According to Hew-ting Yuen, who has taught there for five years: "All learning starts with the child's emotions. We offer them trust and constant support, and my door is still open to children I taught last year and the year before."
Steve Williams is a learning mentor. At 42, it is his first job in education. He left school with no qualifications, but says his own experiences (he is African-Caribbean, brought up in a tough, mainly white, area of Manchester) helps him to guide children through similar minefields. He is full of praise for the head, saying she "orchestrates the ethos of caring that runs throughout the school".
Powell says her team includes every member of staff, including the caretaker and lunchtime organisers. Two of the latter, both local women, have been promoted to learning mentors. One, Dee Malloch, 35, is now studying for a Open University degree and says she is "learning along with the children".
The other, Sharon Egan, lives on a council estate that borders the school and often acts as a go-between if problems arise with parents. Egan specialises in attendance problems, and tells of visiting the home of one pupil who was not in school. "The landlord wanted the family out, so he took all the windows out, there was a hole in the bathroom wall and the place was freezing," she says.

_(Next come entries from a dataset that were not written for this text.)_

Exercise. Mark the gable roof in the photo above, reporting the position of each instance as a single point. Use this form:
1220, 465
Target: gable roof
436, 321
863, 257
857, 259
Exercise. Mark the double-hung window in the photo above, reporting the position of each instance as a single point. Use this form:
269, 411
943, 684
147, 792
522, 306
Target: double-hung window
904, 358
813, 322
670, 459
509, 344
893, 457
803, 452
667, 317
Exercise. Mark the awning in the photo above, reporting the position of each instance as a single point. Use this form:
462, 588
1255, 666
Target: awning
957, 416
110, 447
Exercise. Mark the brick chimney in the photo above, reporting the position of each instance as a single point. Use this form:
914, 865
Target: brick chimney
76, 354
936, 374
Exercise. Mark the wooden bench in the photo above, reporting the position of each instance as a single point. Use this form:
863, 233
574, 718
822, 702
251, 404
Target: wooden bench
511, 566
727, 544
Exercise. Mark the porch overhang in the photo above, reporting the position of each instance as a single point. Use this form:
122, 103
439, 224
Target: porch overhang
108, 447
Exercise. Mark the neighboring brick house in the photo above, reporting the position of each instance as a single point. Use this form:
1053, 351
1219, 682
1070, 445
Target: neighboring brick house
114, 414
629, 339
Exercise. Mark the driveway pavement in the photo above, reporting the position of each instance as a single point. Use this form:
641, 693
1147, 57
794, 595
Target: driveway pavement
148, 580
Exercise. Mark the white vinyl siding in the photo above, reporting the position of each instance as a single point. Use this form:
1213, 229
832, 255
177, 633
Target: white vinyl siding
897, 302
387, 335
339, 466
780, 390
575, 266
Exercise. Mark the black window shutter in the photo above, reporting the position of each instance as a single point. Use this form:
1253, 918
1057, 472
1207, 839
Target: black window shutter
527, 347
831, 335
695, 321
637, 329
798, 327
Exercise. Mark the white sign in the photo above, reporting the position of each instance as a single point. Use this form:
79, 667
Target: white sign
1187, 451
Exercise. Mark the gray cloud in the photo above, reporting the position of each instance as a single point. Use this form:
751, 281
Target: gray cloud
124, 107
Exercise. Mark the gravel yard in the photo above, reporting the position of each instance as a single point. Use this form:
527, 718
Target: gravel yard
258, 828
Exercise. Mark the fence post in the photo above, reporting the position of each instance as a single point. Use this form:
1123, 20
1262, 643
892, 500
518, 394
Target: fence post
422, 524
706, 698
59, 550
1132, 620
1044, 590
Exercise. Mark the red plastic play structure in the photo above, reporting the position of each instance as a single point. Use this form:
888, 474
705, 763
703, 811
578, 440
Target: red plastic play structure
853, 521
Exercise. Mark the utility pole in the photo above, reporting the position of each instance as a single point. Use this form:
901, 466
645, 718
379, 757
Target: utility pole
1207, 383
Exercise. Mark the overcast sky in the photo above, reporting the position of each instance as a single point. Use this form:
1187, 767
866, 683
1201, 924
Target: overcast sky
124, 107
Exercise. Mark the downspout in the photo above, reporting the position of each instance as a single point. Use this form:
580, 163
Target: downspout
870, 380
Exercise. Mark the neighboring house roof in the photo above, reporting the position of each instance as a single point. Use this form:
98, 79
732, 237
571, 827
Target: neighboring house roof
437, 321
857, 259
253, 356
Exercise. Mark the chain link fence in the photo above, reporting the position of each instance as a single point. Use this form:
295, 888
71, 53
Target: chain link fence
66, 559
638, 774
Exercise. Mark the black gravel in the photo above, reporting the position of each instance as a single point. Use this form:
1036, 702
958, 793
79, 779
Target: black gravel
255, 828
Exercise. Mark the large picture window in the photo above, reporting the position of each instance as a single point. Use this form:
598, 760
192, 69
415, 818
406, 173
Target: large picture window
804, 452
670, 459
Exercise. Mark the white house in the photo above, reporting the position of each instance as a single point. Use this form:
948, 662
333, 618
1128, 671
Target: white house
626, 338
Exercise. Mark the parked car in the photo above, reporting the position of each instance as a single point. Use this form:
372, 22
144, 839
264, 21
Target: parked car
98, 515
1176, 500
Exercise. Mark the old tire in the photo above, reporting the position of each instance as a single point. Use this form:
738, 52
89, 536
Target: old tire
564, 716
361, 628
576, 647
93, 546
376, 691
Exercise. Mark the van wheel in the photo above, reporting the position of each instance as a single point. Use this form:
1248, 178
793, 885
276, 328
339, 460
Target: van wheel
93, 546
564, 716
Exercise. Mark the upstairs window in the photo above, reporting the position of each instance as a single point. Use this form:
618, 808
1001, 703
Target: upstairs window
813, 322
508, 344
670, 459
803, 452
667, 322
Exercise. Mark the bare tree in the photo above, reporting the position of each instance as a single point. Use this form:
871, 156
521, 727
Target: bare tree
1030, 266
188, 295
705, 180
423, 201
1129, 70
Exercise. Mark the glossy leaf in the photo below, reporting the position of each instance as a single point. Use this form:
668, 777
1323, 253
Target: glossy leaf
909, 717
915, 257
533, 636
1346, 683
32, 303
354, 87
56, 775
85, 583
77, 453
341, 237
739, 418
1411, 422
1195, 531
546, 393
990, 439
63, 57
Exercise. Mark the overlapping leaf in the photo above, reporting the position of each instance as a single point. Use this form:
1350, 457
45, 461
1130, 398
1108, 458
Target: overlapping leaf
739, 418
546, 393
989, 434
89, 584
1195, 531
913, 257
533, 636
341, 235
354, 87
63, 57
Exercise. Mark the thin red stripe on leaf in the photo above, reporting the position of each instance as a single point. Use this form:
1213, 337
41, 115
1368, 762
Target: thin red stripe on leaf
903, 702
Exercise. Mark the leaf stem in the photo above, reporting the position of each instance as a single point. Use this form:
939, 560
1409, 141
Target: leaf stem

This is where the school can step in. The play therapy room is a pivotal point of Gorton Mount. Two days a week, Christine Taylor, a childcare consultant and therapist, treats children who have suffered trauma. A bright, jumbled room, it is littered with toys and, says Taylor, the child is in "charge of the play".
Although she does not speak of individual cases, the playroom was crucial in picking up the pieces of a catastrophic episode in the life of Gorton Mount.
In April last year, a 12-year-old girl, a former pupil, was shot dead by her 16-year-old brother. The killing was a terrible accident; the boy had found a gun hidden in the family's garden and had been playing with it, close to his sister and eight-year-old twin sisters, when it went off. The twins attended Gorton Mount and, before being imprisoned for three years after pleading guilty to possessing the weapon, the dead girl's mother told the Guardian that the twins had received play therapy at the school and described the staff as "brilliant".
I suggest to the head that critics might say the emphasis on emotional needs is at the expense of academic achievement. Powell points out that children who lead chaotic lives are usually too anxious to be taught and need an ordered atmosphere before they can start to learn.
I joined pupils for lunch in the dining hall. Two eight-year-old boys, Brendan and Connor, were swapping stories about their weekend. Connor who wants to be a mechanic, thinks the school is "mint", while Brendan says the teachers are nice and friendly. Asked if she likes school, seven-year-old Kierra declares she "loves it". Ten-year-old Kaylum thinks the gardening and piano lessons are the best, and I ask him to name his favourite piece of music. He thinks for a moment. "Ode to Joy. That's by Beethoven, you know."